De vraag naar geestelijke gezondheidszorg is hoger dan het aanbod. Bovendien is het altijd beter om problemen eerder te voorkomen dan te genezen. Daarom zet D66 vol in op preventie. Met het Integraal Zorgakkoord (IZA) zijn er concrete afspraken gemaakt hoe preventie in de GGZ bekostigd gaat worden. Programma’s worden regionaal gecoördineerd en lokaal, in de wijk, ingezet. Er worden van te voren afspraken gemaakt over welke zorg door wie geleverd en bekostigd wordt door de zorgverzekeraars, gemeenten, zorgaanbieders en patiëntenorganisaties. De overheid houdt toezicht of er aan de zorgplicht wordt voldaan.

Wat D66 betreft wordt de eerstelijn ontlast door een betere samenwerking met gemeenten te stimuleren als het gaat om sociale hulpvragen en preventie. Dit gaat om zorg, welzijn en hulp in de buurt, waarmee wordt voorkomen dat mensen met kleinere zorg- en ondersteuningsvragen op den duur zwaardere zorg nodig hebben.
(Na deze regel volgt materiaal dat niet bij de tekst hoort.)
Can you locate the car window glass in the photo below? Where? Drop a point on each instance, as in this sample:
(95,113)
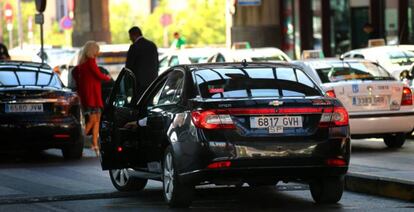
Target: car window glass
(125,91)
(43,79)
(155,94)
(302,78)
(253,82)
(164,62)
(8,78)
(26,77)
(285,74)
(342,71)
(174,61)
(220,58)
(359,56)
(172,89)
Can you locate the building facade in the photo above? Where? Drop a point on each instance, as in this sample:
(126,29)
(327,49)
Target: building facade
(333,26)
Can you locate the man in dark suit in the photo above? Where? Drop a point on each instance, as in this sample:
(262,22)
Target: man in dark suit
(142,59)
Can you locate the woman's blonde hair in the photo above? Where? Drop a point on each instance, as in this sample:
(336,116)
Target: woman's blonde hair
(89,50)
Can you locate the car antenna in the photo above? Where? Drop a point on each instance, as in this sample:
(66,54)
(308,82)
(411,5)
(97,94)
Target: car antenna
(244,63)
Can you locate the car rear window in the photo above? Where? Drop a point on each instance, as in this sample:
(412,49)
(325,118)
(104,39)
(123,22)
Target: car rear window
(342,71)
(15,78)
(254,82)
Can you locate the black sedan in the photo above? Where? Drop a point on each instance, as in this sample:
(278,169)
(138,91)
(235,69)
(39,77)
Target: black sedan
(225,124)
(37,112)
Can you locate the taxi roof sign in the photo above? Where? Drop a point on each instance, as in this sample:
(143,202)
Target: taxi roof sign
(376,42)
(312,54)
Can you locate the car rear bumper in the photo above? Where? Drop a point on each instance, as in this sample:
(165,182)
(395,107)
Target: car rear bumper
(261,174)
(40,135)
(381,123)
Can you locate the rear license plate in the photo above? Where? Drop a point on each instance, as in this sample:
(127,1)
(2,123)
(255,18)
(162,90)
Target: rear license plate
(275,122)
(24,108)
(368,100)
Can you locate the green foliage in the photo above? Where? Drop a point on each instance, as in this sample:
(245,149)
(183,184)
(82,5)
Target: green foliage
(202,23)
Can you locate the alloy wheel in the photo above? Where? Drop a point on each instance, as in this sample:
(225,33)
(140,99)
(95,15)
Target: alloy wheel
(121,176)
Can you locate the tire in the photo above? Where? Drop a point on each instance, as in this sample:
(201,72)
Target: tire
(74,152)
(176,194)
(123,181)
(327,190)
(395,140)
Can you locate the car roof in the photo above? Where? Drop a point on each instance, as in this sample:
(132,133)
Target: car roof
(333,59)
(25,65)
(376,49)
(193,67)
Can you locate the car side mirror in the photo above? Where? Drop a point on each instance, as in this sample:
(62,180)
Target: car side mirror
(156,122)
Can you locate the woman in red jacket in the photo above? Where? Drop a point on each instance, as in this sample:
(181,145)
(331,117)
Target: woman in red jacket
(88,79)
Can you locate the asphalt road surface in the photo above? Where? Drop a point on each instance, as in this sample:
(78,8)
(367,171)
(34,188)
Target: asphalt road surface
(46,182)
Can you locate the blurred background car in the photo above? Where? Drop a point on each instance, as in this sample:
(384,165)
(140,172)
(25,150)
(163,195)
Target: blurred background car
(37,112)
(396,61)
(379,106)
(183,56)
(269,54)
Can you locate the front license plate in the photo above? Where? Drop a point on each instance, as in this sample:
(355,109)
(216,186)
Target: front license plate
(275,121)
(24,108)
(368,100)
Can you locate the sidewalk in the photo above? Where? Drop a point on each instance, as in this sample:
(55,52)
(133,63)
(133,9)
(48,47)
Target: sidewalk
(380,171)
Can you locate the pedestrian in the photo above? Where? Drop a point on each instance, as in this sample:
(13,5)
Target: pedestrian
(88,79)
(178,41)
(142,60)
(4,53)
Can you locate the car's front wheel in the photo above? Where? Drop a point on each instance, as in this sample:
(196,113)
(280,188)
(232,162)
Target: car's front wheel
(395,140)
(74,151)
(123,181)
(176,194)
(327,190)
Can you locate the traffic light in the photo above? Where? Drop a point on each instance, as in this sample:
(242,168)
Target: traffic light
(40,5)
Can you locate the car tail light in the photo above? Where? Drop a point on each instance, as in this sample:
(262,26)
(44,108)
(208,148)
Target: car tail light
(338,116)
(221,164)
(407,98)
(330,93)
(61,136)
(336,162)
(211,119)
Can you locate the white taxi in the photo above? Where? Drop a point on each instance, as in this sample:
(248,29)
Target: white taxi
(394,59)
(379,106)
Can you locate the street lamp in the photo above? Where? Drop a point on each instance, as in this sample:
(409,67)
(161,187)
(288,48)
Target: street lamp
(8,15)
(39,19)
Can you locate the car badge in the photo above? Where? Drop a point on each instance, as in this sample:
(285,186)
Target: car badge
(355,88)
(276,103)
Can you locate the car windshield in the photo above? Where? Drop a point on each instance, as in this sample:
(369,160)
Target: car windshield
(254,82)
(269,58)
(24,78)
(401,57)
(342,71)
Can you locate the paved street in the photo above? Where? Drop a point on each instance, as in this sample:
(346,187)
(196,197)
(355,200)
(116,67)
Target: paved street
(48,183)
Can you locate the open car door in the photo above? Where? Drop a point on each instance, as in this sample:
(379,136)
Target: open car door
(119,134)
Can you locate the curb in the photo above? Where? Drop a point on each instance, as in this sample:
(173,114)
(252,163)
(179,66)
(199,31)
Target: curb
(380,186)
(42,199)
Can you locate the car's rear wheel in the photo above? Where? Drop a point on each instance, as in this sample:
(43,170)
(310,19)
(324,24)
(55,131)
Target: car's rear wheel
(327,190)
(123,181)
(75,150)
(395,140)
(176,194)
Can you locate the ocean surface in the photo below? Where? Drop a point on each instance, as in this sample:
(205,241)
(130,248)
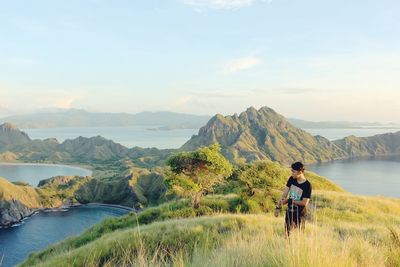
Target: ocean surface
(45,228)
(372,176)
(33,173)
(378,176)
(334,134)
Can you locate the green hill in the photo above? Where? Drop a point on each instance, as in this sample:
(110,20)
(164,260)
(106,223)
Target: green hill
(265,134)
(345,230)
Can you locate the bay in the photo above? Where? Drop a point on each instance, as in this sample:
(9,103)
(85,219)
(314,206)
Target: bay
(33,173)
(45,228)
(368,176)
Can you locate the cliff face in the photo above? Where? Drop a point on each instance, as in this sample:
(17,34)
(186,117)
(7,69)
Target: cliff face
(10,135)
(135,188)
(19,201)
(265,134)
(12,212)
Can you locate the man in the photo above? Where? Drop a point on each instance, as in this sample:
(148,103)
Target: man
(296,194)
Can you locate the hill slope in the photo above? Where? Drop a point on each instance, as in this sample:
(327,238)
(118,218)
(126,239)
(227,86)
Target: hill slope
(265,134)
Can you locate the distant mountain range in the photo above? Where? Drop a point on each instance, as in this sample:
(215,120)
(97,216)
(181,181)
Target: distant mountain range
(162,120)
(340,124)
(82,118)
(265,134)
(252,135)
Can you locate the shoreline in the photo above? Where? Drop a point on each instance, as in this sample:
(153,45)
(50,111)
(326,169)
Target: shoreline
(64,209)
(46,164)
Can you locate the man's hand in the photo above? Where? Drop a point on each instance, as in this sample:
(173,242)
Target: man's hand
(276,213)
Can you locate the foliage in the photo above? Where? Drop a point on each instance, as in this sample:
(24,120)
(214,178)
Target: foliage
(197,172)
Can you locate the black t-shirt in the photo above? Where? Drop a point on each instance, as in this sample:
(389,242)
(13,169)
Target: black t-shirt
(298,191)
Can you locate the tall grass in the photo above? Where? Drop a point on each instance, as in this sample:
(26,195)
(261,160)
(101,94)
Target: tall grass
(344,230)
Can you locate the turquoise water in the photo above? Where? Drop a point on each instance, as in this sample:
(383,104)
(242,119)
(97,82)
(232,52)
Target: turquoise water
(373,176)
(334,134)
(33,173)
(43,229)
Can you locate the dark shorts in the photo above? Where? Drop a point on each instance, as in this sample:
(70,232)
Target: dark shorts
(294,219)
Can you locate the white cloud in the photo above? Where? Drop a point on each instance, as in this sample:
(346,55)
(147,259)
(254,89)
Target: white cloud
(241,64)
(218,4)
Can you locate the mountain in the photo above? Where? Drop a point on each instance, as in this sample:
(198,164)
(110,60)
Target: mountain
(253,135)
(82,118)
(97,148)
(11,135)
(259,134)
(16,145)
(265,134)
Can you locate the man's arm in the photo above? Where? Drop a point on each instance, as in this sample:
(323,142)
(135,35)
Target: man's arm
(283,199)
(303,202)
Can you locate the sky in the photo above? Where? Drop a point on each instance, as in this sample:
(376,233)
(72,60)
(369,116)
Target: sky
(314,60)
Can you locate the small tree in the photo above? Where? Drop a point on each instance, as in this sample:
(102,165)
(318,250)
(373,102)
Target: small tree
(196,172)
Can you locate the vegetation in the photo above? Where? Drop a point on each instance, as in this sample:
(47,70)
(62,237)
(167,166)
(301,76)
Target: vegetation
(156,237)
(195,173)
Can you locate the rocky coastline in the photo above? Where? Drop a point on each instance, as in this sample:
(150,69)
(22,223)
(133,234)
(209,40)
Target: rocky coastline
(17,213)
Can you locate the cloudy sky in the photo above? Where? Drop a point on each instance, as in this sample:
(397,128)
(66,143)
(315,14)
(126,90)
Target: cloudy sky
(311,59)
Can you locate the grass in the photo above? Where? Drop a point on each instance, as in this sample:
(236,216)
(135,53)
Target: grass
(344,230)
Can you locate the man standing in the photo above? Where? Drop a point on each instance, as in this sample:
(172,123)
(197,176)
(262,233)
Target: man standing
(296,194)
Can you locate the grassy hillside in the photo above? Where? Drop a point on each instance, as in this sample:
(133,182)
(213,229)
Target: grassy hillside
(345,230)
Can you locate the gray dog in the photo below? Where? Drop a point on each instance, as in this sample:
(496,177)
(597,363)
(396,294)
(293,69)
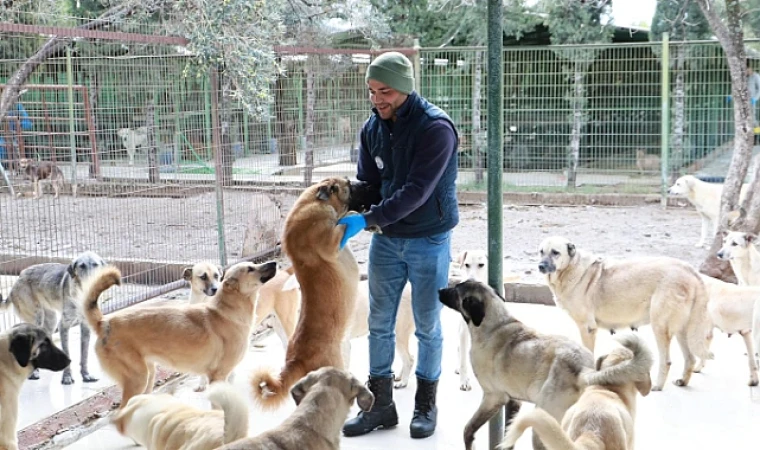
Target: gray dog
(45,291)
(513,362)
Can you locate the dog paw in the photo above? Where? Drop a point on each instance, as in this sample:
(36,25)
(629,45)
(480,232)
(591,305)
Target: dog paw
(87,378)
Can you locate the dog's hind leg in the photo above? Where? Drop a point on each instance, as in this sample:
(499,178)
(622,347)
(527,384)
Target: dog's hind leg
(490,403)
(84,345)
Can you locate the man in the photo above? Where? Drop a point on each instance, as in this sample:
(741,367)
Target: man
(407,156)
(753,83)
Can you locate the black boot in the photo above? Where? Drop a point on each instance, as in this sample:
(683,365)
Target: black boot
(425,411)
(383,412)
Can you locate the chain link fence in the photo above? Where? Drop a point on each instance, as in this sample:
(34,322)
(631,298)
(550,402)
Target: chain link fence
(168,171)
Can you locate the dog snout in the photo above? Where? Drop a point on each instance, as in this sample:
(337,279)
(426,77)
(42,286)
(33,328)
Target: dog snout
(546,266)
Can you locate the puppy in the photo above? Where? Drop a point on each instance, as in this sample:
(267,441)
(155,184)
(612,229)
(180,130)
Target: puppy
(603,292)
(43,292)
(161,421)
(23,348)
(132,139)
(706,199)
(208,338)
(603,417)
(646,162)
(328,277)
(41,171)
(324,398)
(740,250)
(204,278)
(512,362)
(735,309)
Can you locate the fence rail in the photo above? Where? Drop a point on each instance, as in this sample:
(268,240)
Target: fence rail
(210,182)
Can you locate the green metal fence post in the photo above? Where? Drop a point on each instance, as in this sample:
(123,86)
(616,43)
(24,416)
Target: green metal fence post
(495,173)
(72,126)
(665,120)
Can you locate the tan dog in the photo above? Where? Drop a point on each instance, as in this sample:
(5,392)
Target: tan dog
(22,348)
(41,171)
(512,362)
(324,398)
(706,199)
(646,162)
(735,309)
(163,422)
(603,417)
(740,250)
(600,292)
(205,279)
(328,278)
(208,338)
(359,326)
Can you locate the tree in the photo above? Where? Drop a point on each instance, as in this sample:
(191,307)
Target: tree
(572,23)
(683,21)
(730,34)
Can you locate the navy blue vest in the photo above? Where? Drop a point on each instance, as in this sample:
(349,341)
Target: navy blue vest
(396,150)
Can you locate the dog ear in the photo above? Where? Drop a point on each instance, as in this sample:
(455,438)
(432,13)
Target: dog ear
(476,310)
(299,390)
(21,347)
(644,387)
(323,193)
(364,397)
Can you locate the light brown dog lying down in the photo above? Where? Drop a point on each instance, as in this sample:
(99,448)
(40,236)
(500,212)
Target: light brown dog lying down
(163,422)
(208,338)
(328,277)
(603,417)
(324,398)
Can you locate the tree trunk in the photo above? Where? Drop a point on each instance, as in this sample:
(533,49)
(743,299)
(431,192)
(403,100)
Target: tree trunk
(284,126)
(311,98)
(477,133)
(574,150)
(731,38)
(679,115)
(13,85)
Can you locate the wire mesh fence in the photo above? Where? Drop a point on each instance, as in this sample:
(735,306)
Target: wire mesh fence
(169,171)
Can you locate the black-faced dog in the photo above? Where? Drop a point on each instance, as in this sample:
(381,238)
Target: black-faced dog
(512,362)
(23,348)
(43,292)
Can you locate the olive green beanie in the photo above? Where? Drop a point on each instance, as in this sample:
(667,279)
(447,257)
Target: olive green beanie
(393,69)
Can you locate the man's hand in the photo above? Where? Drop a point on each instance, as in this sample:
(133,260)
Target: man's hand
(354,224)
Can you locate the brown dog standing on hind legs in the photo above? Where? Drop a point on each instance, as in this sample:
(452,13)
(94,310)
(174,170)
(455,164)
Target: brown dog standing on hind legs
(329,280)
(208,338)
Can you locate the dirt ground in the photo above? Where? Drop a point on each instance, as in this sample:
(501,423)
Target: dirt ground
(185,229)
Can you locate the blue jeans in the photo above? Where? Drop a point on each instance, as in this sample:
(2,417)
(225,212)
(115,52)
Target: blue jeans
(424,262)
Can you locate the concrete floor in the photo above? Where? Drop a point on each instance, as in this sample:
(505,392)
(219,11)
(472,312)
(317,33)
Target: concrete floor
(717,410)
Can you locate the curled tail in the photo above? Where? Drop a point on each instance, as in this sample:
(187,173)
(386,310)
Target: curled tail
(544,425)
(98,282)
(619,367)
(229,400)
(270,390)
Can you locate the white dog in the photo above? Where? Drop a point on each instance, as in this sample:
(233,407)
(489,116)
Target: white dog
(131,139)
(735,309)
(706,199)
(740,250)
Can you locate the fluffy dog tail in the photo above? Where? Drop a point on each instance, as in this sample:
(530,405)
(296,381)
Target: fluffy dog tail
(223,396)
(98,282)
(631,363)
(270,390)
(544,425)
De door het integraal zorgakkoord ingezette lijn wordt volledig ondersteund en waar mogelijk verder kracht bij gezet. D66 vindt het bovendien van groot belang dat het Gezond en Actief Leven Akkoord uitgebreid is met een pijler ‘mentale gezondheid’.

Tevens zorgen we voor een nationale coördinatie rondom de invoering van lokale preventieprogramma’s. Door middel van signalering, opschaling en gereed maken voor invoering zorgen we ervoor dat succesvolle lokale innovaties zo snel mogelijk landelijk ingevoerd worden.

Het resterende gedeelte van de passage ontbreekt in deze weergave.